在寒霜被重新控製住之後,秋月白便來到他對麵,看著他問道,“告訴我,你和獨活到底是什麼關係?你為什麼要這麼著急去救他?”
“獨活,獨活他是我兒子,是我錯了,是我對不起他!”這段話是寒霜哭著喊出來的,他一邊喊著一邊還在試圖掙脫淺雪的控製。
聽到這個答案,秋月白也算是恍然大悟了,之前一切不理解的事情,她也都理解了,於是她看向寒霜,也就是獨白說道,“原來你是獨白呀!原來是你,怪不得你會這麼想知道樂城的事情,怪不得你不想回憶起自己的名字。
我知道你想去救人,不過就像你之前告訴我們的,你這樣去找隻是徒勞罷了,雪嶺這麼大,你怎麼可能找得到他,還是等著吧!別再讓自己陷入險境了,等雪嶺族人們,等他們幫我們去找。”
秋月白說這麼多就是想勸獨白不要出去了,況且這話給都是之前獨白用來勸說秋月白兩人的話,可誰知道這獨白也是自己說的挺好,事情真真到了自己身上,他竟然是想都不想一下自己說過的話了,麵對秋月白的話,他卻是更加用力的想要掙脫淺雪的控製,更加撕心裂肺的喊著,“救他,我要去救他,你們放開我!”
秋月白眼看自己是勸不住這獨白了,到也不能讓淺雪就這樣一直抓著他呀!一番思索之後,秋月白便看向淺雪點了點頭說道,“動手吧!”
得到秋月白的命令之後,淺雪是一刻也沒有猶豫,直接一掌就將獨白給拍暈過去了。
將獨白打暈之後,淺雪順手就抱住了他,接著歎了口氣看向秋月白說道,“累死我了,沒想到這老頭力氣還挺大的,秋姐姐,你要是再晚一會開口,恐怕我就真的控製不住他了。”
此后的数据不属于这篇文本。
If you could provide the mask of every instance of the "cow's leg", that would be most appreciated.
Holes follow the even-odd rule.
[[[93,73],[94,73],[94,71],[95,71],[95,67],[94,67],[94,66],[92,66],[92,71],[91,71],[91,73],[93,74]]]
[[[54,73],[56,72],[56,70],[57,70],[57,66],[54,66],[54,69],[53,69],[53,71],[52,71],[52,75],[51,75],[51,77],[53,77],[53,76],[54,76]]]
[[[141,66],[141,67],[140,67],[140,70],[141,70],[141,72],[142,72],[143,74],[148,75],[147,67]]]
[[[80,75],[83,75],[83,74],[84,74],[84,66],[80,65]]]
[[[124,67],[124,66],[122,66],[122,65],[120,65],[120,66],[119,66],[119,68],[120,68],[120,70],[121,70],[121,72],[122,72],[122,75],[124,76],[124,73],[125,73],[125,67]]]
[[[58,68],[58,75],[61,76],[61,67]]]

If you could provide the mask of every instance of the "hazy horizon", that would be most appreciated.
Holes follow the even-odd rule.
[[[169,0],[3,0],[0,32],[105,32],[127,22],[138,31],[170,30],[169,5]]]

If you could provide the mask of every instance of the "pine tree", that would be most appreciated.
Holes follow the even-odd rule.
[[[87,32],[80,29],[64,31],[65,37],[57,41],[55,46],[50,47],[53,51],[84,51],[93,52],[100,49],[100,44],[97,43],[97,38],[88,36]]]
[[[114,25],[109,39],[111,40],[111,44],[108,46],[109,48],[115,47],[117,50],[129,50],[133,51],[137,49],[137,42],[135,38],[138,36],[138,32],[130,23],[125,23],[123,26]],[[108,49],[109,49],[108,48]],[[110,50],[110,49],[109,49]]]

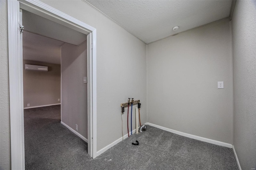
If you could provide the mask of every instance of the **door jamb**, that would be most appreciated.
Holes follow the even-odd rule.
[[[90,71],[88,73],[89,85],[88,91],[90,97],[88,101],[88,124],[90,125],[90,128],[88,130],[88,147],[90,145],[90,156],[95,158],[97,156],[96,29],[39,1],[19,0],[8,0],[7,4],[12,169],[25,169],[23,65],[18,40],[20,3],[50,15],[61,22],[64,22],[70,26],[75,27],[76,30],[90,32],[92,49],[90,47],[91,52],[89,57],[88,57],[89,61],[88,67]]]

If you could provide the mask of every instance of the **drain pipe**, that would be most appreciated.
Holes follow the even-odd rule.
[[[128,111],[127,111],[127,130],[128,131],[128,137],[130,136],[129,135],[129,105],[130,105],[130,99],[131,98],[128,98]]]
[[[131,111],[131,135],[132,135],[132,104],[133,103],[133,98],[132,98],[132,109]]]
[[[138,108],[139,109],[139,118],[140,119],[140,126],[141,126],[141,124],[140,123],[140,113],[141,105],[141,104],[140,103],[139,103],[138,104]]]

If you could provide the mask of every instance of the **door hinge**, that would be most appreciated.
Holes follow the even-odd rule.
[[[23,30],[24,30],[24,26],[20,25],[20,32],[21,33],[23,33]]]

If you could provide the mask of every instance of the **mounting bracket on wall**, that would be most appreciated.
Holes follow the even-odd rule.
[[[140,100],[135,100],[133,101],[132,104],[133,105],[136,105],[140,103]],[[128,102],[123,103],[121,103],[121,107],[128,107]]]

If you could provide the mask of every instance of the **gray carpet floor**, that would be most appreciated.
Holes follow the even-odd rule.
[[[27,170],[238,169],[232,149],[149,126],[92,159],[87,144],[60,123],[60,105],[25,109],[24,116]]]

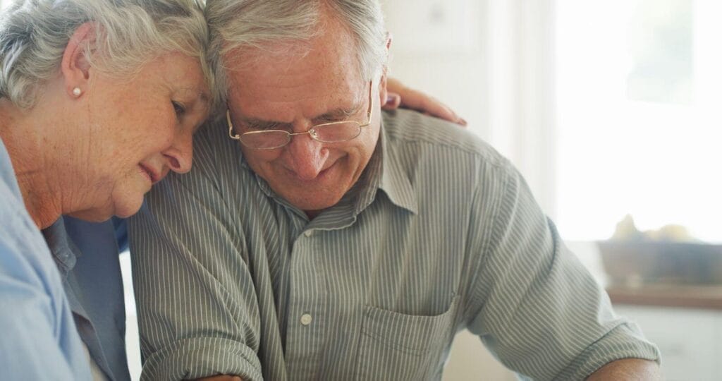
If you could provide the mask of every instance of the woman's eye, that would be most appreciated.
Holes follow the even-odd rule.
[[[172,100],[170,103],[173,104],[173,109],[175,111],[175,115],[180,116],[186,113],[186,106],[183,106],[182,103],[175,100]]]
秋月白上前蹲了下來,看著淺雪懷中的獨白說道,“沒想到我們竟然會遇到獨活的父親,按之前獨活所說,他的父親可是從來不關心他的,可如今看來獨活似乎是誤會他的父親了,或者說他們兩人都誤會了彼此。”
秋月白說的還算委婉,可到了淺雪這邊,她就直接多了,隻見她看了一眼懷中的獨白接著說道,“要我說,這老頭就是明明心中關心的要死要活,嘴上卻什麼都不說的悶葫蘆,至於那獨活,從小沒了母親,眼看身邊的人都有親人關愛,而他的父親有偏偏是這樣一個悶葫蘆,這樣的環境下,他變的偏執起來倒也是可以理解的。”
對於淺雪的一番言論,秋月白則是趕忙搖了搖頭說道,“好了,淺雪,你就別叫人家老頭了,你和獨活一般年紀,算起來應該叫他一聲叔叔才是的,以後…………”
秋月白是想說讓淺雪以後都叫獨白一聲叔叔的,可是她話說到一半卻突然停了下來,之所以停下來,是因為她想到了一件很奇怪的事情。
想到這件事之後,秋月白便轉頭看向了獨白,與此同時淺雪似乎也是發現了什麼不得了的事情,用帶著不可思議的眼神看向了獨白。